Plain Sermons. Third Series. Containing a Course for Advent, for Lent; also Epiphany, Easter, and Miscellaneous Sermons.
Also, just out, price 1d., FOR DISTRIBUTION, or 6s. per 100, A Few Words to all on the Present Distress of our Brethren in Lancashire. II. Cor., viii, 14.
A PLAIN SERMON.
Galatians, vi., 2.
“Bear ye one another’s burdens, and so fulfil the law of Christ.”
There are certain burdens which every man must bear for himself, which none can bear for him. Such are the burdens brought upon him by sin—fear, remorse, punishment. Such again are the burdens of responsibility which belong to his gifts and opportunities from God. Of these it is not the Divine will that he should be relieved by others. Rightly is he made to eat the fruit of his own wilful doings; rightly is he accountable to God for all that has been lent to him, for all that he has been commanded to do. It is true indeed that the co-operation or opposition of other men may, in some measure, affect the bearing of these burdens; but still mainly, if not entirely, is it a question between him and his God—with which a stranger intermeddleth not—what he shall suffer, what reckoning shall be made with him: “The son shall not bear the iniquity of the father;” “Every man shall receive his own reward according to his own work;” “Every one of us shall give an account of himself to God.”
These burdens may be considered appropriate and peculiar to the individual or class of individuals upon whom they are laid: so that you may anticipate, almost with certainty, the judgment which imposes them; may observe without wonder or questioning who have to bear them; may trace back the effect to its cause, the duty to its obligation, and justify and approve the law of their imposition.
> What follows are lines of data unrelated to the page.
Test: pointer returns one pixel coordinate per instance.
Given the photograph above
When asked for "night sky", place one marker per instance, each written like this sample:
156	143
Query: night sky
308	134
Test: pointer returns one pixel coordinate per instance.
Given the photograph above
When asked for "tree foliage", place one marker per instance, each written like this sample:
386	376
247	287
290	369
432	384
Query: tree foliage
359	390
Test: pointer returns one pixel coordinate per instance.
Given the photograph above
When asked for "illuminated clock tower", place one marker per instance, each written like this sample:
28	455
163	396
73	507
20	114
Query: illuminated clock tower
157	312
But there are other burdens which seem to light “hap-hazard” upon their bearers, incurred by no special misconduct, corresponding with no particular powers and opportunities. There is no reason that can be discerned why these men should have them, and those be free from them. Nay, there seems every reason why it should be otherwise: the back is weak upon which the heavy weight is laid; the understanding is simple which has perplexities to unravel; the life is upright which has been afflicted; the hand is willing which has no work to do. These are the burdens, the “heavy things,” the grievances of which the text speaks, burdens from beneath which the bearers may naturally cry, “Why am I thus?” burdens the beholding whereof from afar should prompt the humble, adoring exclamation, “Why am I not thus?”